Let $X$ be a topological space, and $F: \text{Set} \to \text{Cov}_X$ be the functor sending a set $S$ to the trivial covering $S \times X \to X$ of $X$ with fiber $S$.
I want to prove that $X$ is connected if and only if the functor $F$ is fully faithful.
I am not sure on how to proceed for the implication $F$ fully faithful $\Rightarrow$ $X$ connected. I thought that it would be useful to use the characterization of connected spaces saying that $X$ is connected $\Leftrightarrow$ every continuous function $f: X \to \{0,1 \}$ is constant.

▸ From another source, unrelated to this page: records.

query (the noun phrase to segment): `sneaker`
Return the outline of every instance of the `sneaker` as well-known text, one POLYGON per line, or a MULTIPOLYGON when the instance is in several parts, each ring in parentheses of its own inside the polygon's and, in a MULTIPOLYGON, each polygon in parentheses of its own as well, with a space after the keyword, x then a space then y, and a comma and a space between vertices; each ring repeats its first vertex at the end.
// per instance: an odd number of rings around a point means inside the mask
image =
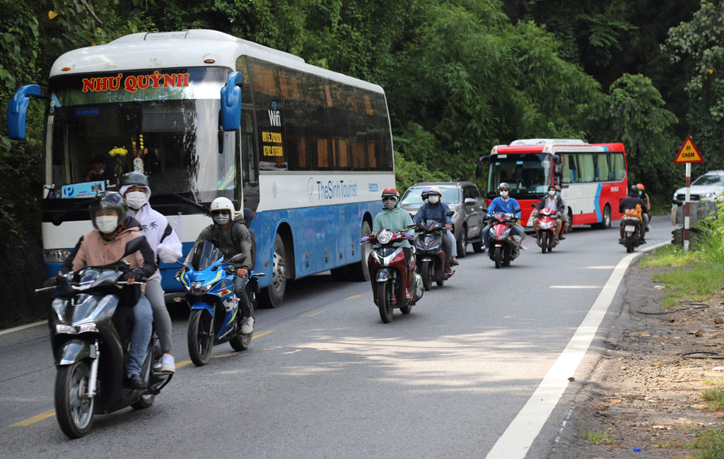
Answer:
POLYGON ((176 372, 176 361, 174 360, 174 356, 169 353, 164 353, 161 356, 161 373, 175 373, 176 372))
POLYGON ((128 382, 126 385, 131 389, 146 389, 146 383, 138 374, 129 374, 127 379, 128 382))
POLYGON ((241 320, 241 334, 248 335, 254 331, 254 318, 244 317, 241 320))

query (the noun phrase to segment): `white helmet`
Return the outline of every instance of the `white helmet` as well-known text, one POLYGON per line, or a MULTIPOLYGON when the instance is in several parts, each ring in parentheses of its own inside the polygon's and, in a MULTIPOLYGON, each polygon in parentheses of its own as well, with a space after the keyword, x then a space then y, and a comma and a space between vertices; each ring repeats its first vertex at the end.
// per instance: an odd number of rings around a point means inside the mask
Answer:
POLYGON ((231 200, 227 197, 217 197, 211 201, 211 212, 224 209, 229 211, 229 218, 233 219, 236 209, 234 208, 234 203, 231 202, 231 200))

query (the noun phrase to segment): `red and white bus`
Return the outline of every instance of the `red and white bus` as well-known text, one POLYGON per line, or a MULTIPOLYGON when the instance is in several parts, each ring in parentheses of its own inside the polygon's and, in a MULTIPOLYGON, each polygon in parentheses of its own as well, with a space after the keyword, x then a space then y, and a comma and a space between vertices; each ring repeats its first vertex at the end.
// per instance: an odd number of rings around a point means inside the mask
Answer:
POLYGON ((578 139, 523 139, 493 147, 478 164, 487 168, 488 204, 497 186, 507 182, 521 205, 521 223, 532 226, 531 204, 560 185, 568 221, 610 228, 621 217, 618 204, 628 194, 626 155, 623 143, 586 143, 578 139))

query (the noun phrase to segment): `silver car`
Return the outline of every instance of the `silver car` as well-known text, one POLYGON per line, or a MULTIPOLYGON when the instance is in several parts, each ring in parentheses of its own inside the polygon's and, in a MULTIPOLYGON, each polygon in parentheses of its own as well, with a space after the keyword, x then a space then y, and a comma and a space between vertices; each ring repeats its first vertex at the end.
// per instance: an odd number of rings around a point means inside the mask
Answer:
POLYGON ((416 183, 405 192, 400 206, 410 213, 412 218, 422 207, 422 192, 431 186, 440 189, 442 196, 440 202, 447 205, 455 213, 452 231, 458 242, 458 256, 465 257, 468 244, 473 244, 473 250, 484 252, 483 228, 485 218, 485 199, 475 184, 470 181, 428 181, 416 183))

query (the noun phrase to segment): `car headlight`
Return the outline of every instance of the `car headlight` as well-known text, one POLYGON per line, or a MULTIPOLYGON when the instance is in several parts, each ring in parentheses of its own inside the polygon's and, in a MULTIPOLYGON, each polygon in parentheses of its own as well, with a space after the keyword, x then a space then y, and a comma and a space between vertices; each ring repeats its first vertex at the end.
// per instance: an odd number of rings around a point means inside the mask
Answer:
POLYGON ((62 263, 70 256, 70 251, 67 249, 51 249, 46 250, 44 255, 46 263, 62 263))
POLYGON ((377 241, 382 244, 389 244, 392 239, 392 233, 390 231, 382 231, 377 235, 377 241))

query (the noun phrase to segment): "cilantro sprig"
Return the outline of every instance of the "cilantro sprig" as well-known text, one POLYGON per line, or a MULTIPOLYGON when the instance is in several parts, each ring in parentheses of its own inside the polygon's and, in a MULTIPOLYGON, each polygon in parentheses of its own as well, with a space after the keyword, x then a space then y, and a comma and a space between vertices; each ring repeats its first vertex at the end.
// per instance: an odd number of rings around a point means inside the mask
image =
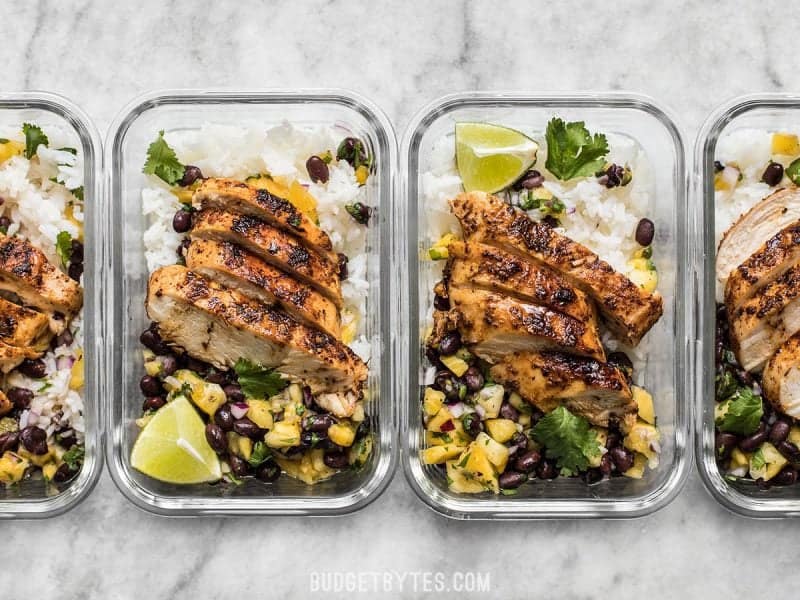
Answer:
POLYGON ((233 365, 239 377, 239 386, 248 398, 269 398, 282 392, 289 382, 274 369, 268 369, 246 358, 240 358, 233 365))
POLYGON ((603 157, 608 154, 606 136, 602 133, 592 135, 583 121, 566 123, 554 117, 547 124, 545 140, 545 167, 562 181, 594 175, 605 164, 603 157))
POLYGON ((167 141, 164 139, 164 130, 158 132, 156 140, 147 148, 147 160, 144 163, 143 173, 155 175, 168 185, 176 185, 182 178, 185 167, 178 160, 167 141))
POLYGON ((597 434, 589 422, 563 406, 542 417, 531 434, 545 447, 547 457, 557 460, 559 469, 573 474, 585 471, 589 459, 600 453, 597 434))

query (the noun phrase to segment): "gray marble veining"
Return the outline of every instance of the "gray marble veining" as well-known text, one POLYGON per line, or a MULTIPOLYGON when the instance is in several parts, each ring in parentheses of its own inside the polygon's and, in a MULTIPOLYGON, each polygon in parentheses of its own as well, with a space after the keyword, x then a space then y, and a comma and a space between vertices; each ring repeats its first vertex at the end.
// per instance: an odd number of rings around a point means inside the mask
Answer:
MULTIPOLYGON (((690 145, 719 102, 800 89, 786 51, 798 17, 770 0, 4 2, 0 87, 63 93, 101 132, 131 98, 168 87, 350 88, 398 132, 454 91, 631 90, 671 106, 690 145)), ((797 580, 798 534, 796 521, 728 514, 695 475, 649 518, 517 524, 447 521, 400 474, 345 518, 168 520, 104 475, 65 516, 0 523, 0 598, 313 598, 326 596, 310 591, 313 573, 390 569, 491 575, 491 593, 442 598, 777 596, 797 580)))

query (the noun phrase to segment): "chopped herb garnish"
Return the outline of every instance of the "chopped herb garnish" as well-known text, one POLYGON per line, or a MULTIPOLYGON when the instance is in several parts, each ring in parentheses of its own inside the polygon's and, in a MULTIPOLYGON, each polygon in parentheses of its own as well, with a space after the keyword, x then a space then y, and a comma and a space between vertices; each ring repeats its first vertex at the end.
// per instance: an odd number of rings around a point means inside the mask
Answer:
POLYGON ((158 132, 158 138, 147 148, 147 160, 142 172, 155 175, 168 185, 176 185, 183 179, 185 168, 164 139, 163 129, 158 132))

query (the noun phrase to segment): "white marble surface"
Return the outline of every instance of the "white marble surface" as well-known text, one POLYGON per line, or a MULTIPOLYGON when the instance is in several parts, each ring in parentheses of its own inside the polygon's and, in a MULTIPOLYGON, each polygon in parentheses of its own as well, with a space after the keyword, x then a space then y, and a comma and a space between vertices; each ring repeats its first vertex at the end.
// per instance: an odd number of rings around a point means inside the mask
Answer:
MULTIPOLYGON (((635 90, 671 106, 691 142, 722 100, 800 91, 798 17, 771 1, 3 2, 0 87, 63 93, 102 133, 164 87, 352 88, 398 131, 458 90, 635 90)), ((438 517, 399 474, 346 518, 169 520, 104 474, 65 516, 0 523, 0 598, 323 597, 313 571, 390 569, 409 572, 404 597, 425 595, 414 573, 468 570, 490 572, 492 592, 458 597, 777 597, 798 579, 799 533, 728 514, 696 475, 649 518, 514 524, 438 517)))

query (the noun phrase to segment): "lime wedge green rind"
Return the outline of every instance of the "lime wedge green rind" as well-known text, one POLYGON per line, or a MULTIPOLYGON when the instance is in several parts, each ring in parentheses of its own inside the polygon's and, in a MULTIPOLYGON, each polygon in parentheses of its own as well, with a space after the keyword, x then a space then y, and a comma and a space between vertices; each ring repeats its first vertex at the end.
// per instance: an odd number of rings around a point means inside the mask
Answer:
POLYGON ((205 483, 222 477, 203 419, 183 396, 159 409, 139 433, 131 466, 166 483, 205 483))
POLYGON ((515 129, 456 123, 456 165, 468 192, 506 189, 536 162, 539 145, 515 129))

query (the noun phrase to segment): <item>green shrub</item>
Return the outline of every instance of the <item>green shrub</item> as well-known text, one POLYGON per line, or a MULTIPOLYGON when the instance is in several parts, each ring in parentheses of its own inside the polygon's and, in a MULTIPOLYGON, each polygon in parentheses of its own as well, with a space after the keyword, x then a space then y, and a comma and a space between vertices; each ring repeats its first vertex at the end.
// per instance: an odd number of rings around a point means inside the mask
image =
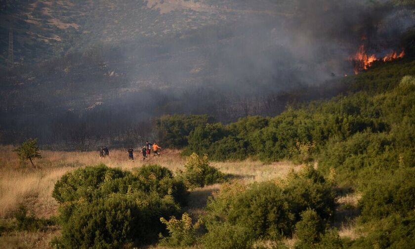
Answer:
POLYGON ((295 248, 310 248, 320 241, 324 226, 317 212, 313 209, 304 211, 301 217, 301 220, 295 224, 295 234, 298 239, 295 248))
POLYGON ((208 115, 164 116, 156 121, 156 132, 165 147, 181 149, 188 144, 191 131, 213 121, 208 115))
POLYGON ((192 223, 192 218, 186 213, 182 215, 181 220, 176 219, 174 216, 169 220, 161 218, 160 221, 167 226, 169 236, 163 237, 161 234, 161 246, 169 247, 189 247, 196 243, 198 239, 198 230, 200 226, 200 221, 195 224, 192 223))
POLYGON ((343 241, 335 228, 326 230, 316 247, 317 249, 342 249, 344 247, 343 241))
POLYGON ((273 182, 255 184, 231 204, 227 220, 249 229, 255 238, 291 234, 294 215, 284 192, 273 182))
POLYGON ((163 231, 160 217, 178 213, 171 199, 114 194, 76 208, 63 224, 65 248, 120 248, 154 241, 163 231))
POLYGON ((204 187, 224 180, 222 172, 209 165, 207 155, 200 157, 196 153, 192 154, 186 158, 184 167, 185 170, 179 171, 178 175, 189 188, 204 187))
POLYGON ((154 241, 165 229, 160 217, 178 214, 187 194, 182 181, 157 165, 132 173, 104 165, 68 172, 53 192, 62 225, 53 244, 119 248, 154 241))
POLYGON ((44 231, 48 226, 54 224, 50 220, 37 217, 33 212, 28 215, 27 213, 27 209, 24 206, 20 206, 14 212, 17 230, 31 232, 44 231))
POLYGON ((366 225, 365 237, 351 243, 353 249, 390 248, 410 249, 415 247, 415 212, 406 216, 392 214, 386 218, 374 219, 366 225))
POLYGON ((21 161, 29 160, 34 167, 35 165, 33 164, 33 159, 42 158, 39 153, 38 139, 27 139, 14 151, 17 154, 17 156, 21 161))
POLYGON ((208 199, 205 224, 208 234, 215 232, 209 227, 227 223, 244 227, 252 240, 278 240, 292 234, 300 213, 308 208, 326 222, 333 212, 334 197, 332 185, 311 166, 291 172, 279 184, 247 186, 234 181, 208 199))
POLYGON ((323 219, 332 216, 335 199, 333 188, 312 166, 289 174, 284 191, 296 221, 300 220, 300 213, 307 208, 315 210, 323 219))
POLYGON ((64 174, 55 184, 52 196, 59 203, 76 201, 81 197, 90 201, 100 197, 99 188, 101 184, 129 174, 103 164, 80 168, 64 174))
POLYGON ((203 244, 206 249, 250 249, 254 238, 251 230, 245 226, 228 222, 215 223, 207 227, 203 244))
POLYGON ((400 169, 373 182, 359 201, 364 221, 406 215, 415 208, 415 169, 400 169))

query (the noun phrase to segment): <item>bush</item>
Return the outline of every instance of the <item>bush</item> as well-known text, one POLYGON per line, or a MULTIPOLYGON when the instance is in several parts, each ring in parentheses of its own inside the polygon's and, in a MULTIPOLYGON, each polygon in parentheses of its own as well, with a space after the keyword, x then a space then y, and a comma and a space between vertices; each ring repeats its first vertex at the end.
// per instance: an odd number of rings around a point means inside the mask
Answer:
POLYGON ((209 165, 207 155, 199 157, 196 153, 192 154, 186 158, 184 167, 185 171, 179 171, 178 174, 189 188, 202 187, 224 180, 222 172, 209 165))
POLYGON ((17 156, 20 160, 29 160, 34 167, 35 165, 33 164, 33 159, 42 158, 39 153, 38 139, 27 139, 19 148, 15 150, 15 151, 17 153, 17 156))
POLYGON ((283 190, 273 182, 254 184, 231 204, 227 220, 244 226, 255 238, 278 238, 291 234, 294 215, 283 190))
POLYGON ((115 194, 77 208, 63 224, 62 244, 65 248, 115 249, 147 243, 163 231, 160 217, 178 211, 171 199, 115 194))
POLYGON ((181 149, 188 144, 187 137, 191 131, 212 121, 208 115, 164 116, 156 121, 156 131, 166 148, 181 149))
POLYGON ((17 228, 19 231, 44 231, 48 226, 54 224, 50 220, 37 217, 33 212, 28 215, 27 209, 24 206, 20 206, 15 212, 14 217, 17 221, 17 228))
POLYGON ((317 249, 342 249, 344 247, 343 241, 335 228, 326 230, 317 246, 317 249))
POLYGON ((76 201, 81 197, 90 201, 99 197, 98 189, 102 184, 127 174, 120 169, 109 168, 103 164, 80 168, 66 173, 56 182, 52 197, 59 203, 76 201))
POLYGON ((307 208, 315 210, 323 219, 332 217, 335 193, 332 186, 312 166, 305 166, 298 173, 292 171, 284 183, 284 194, 296 221, 300 220, 300 214, 307 208))
POLYGON ((161 218, 160 221, 167 226, 169 236, 164 237, 160 234, 161 240, 159 244, 169 247, 189 247, 196 243, 198 238, 197 231, 200 226, 200 221, 195 224, 192 223, 192 218, 184 213, 181 220, 176 219, 174 216, 169 220, 161 218))
POLYGON ((216 233, 212 229, 229 223, 245 228, 250 240, 290 236, 301 213, 307 209, 325 219, 332 215, 334 194, 332 188, 311 166, 297 173, 291 172, 279 184, 270 181, 247 186, 238 181, 225 183, 208 200, 205 217, 208 234, 216 233))
POLYGON ((301 214, 301 220, 295 224, 295 233, 298 241, 295 248, 310 248, 320 241, 324 226, 317 212, 307 209, 301 214))
POLYGON ((55 185, 64 248, 119 248, 154 241, 160 217, 179 213, 188 192, 168 169, 147 165, 132 173, 104 165, 67 173, 55 185))
POLYGON ((249 249, 254 238, 246 227, 228 222, 215 223, 207 227, 209 232, 203 239, 206 249, 249 249))
POLYGON ((401 169, 387 176, 374 182, 364 193, 359 201, 364 221, 384 218, 395 213, 405 215, 414 210, 415 169, 401 169))
POLYGON ((352 249, 390 248, 410 249, 415 248, 415 212, 406 217, 392 214, 380 220, 374 220, 367 224, 368 232, 364 237, 351 243, 352 249), (372 227, 372 228, 369 227, 372 227))

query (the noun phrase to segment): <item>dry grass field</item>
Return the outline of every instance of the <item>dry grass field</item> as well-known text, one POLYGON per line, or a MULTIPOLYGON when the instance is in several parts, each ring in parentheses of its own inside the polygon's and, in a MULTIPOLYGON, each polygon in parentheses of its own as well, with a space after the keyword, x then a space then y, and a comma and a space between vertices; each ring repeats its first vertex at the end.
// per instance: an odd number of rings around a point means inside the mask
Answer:
MULTIPOLYGON (((30 163, 20 162, 13 149, 11 146, 0 148, 0 225, 12 222, 13 212, 22 205, 39 217, 49 218, 55 215, 57 203, 51 197, 54 184, 65 173, 80 167, 103 163, 110 167, 131 170, 144 164, 156 164, 175 171, 182 168, 185 162, 179 152, 174 150, 165 150, 161 157, 152 156, 144 162, 138 153, 134 154, 135 162, 129 162, 126 150, 110 151, 110 157, 102 159, 95 152, 42 151, 42 158, 34 161, 37 166, 34 168, 30 163)), ((250 160, 212 162, 211 165, 247 183, 283 177, 290 169, 298 170, 301 167, 287 162, 264 164, 250 160)), ((195 217, 203 214, 208 197, 220 188, 220 184, 215 184, 193 190, 189 206, 185 208, 186 211, 195 217)), ((347 230, 349 228, 345 228, 345 233, 352 233, 347 230)), ((4 232, 0 236, 0 248, 48 248, 49 242, 59 234, 59 228, 55 226, 45 232, 4 232)))

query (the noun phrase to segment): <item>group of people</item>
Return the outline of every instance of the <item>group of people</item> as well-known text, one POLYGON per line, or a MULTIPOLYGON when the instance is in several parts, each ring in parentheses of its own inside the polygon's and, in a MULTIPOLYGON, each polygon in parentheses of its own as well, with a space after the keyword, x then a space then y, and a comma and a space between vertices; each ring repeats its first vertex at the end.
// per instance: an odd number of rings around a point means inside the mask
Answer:
MULTIPOLYGON (((143 147, 142 149, 140 151, 140 153, 143 156, 143 161, 146 160, 153 150, 153 156, 160 156, 160 149, 162 147, 157 144, 156 142, 151 144, 148 142, 148 141, 146 141, 146 145, 143 147)), ((130 147, 128 150, 128 161, 132 161, 134 162, 134 149, 132 147, 130 147)))
MULTIPOLYGON (((153 156, 160 156, 160 149, 162 147, 157 144, 157 143, 154 142, 153 144, 148 142, 148 141, 146 141, 146 145, 143 147, 142 149, 140 151, 140 153, 143 155, 143 161, 146 160, 149 156, 150 156, 151 151, 153 151, 153 156)), ((134 149, 132 147, 130 147, 127 151, 128 153, 128 161, 132 161, 134 162, 134 149)), ((110 151, 107 146, 101 146, 99 149, 99 157, 101 158, 105 158, 105 157, 110 155, 110 151)))

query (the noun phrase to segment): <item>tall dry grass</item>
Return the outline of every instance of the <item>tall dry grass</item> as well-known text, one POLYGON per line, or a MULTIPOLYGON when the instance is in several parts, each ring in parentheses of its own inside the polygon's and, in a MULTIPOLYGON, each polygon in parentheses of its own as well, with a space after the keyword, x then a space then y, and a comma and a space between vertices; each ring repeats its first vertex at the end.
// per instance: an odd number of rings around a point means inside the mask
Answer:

So, I started by noticing that the functor sends a set-theoretic map $f: S \to T$ into $(f, \text{id}_X): S \times X \to T \times X$.
Consider $S=\{ \ast \}$ and $T=\{ 0,1\}.$ A generic continuous function $g: \{ \ast \} \times X \to \{0,1\}$ gives rise to a morphism of coverings $G: \{ \ast \} \times X \to \{0,1\} \times X$ by putting $G( \ast, x) = (g(\ast, x), x).$ Since the functor $F$ is fully faithful, every morphism of coverings can be written as $(g, \text{id}_X)$ for some $g: S \to T$, so, in our case, we get that $g( \ast, x) = g( \ast)$, i.e. $g: \{ \ast \} \times X \to \{0,1\}$ is actually constant.
I would like to use this reasoning to conclude that every continuous map $\{ \ast \} \times X \to \{0,1\}$ is constant, and, as a consequence, every continuous map $X \to \{0,1\}$ is constant, implying that $X$ is connected.
Does any of this make sense? Are the possible implications correct? Otherwise, I wanted to try with other characterizations of connectedness, but I got stuck. For example, I know that $Y \subseteq X$ is a clopen $\Leftrightarrow$ $Y \to X$ is a covering, but I didn't see a way of linking this fact to trivial coverings.
Any help will be highly appreciated. Thanks!
This is correct. In a bit more geometric language and slightly rephrased, your argument essentially goes like this: if $X$ is disconnected, we can write $X=U\cup V$ for disjoint opens $U$ and $V$ in $X$. Now, there is a (continuous) morphism of coverings $\{*\}\times X\to \{0,1\}\times X$ sending $(*,u)$ to $(0,u)$ for $u\in U$ and sending $(*,v)$ to $(1,v)$ for $v\in V$. This gives us already three different maps of coverings $\{*\}\times X\to \{0,1\}\times X$, the other two being of the form $(*,x)\mapsto (i,x)$ for $x\in X$, where $i=0,1$. But if $F$ is fully faithful, then only two such maps are allowed to exist, as there are only two maps of sets $\{*\}\to\{0,1\}$. This would then be a contradiction. (Again, this is just a restatement of your solution, but it sounds slightly more intuitive to me like this.)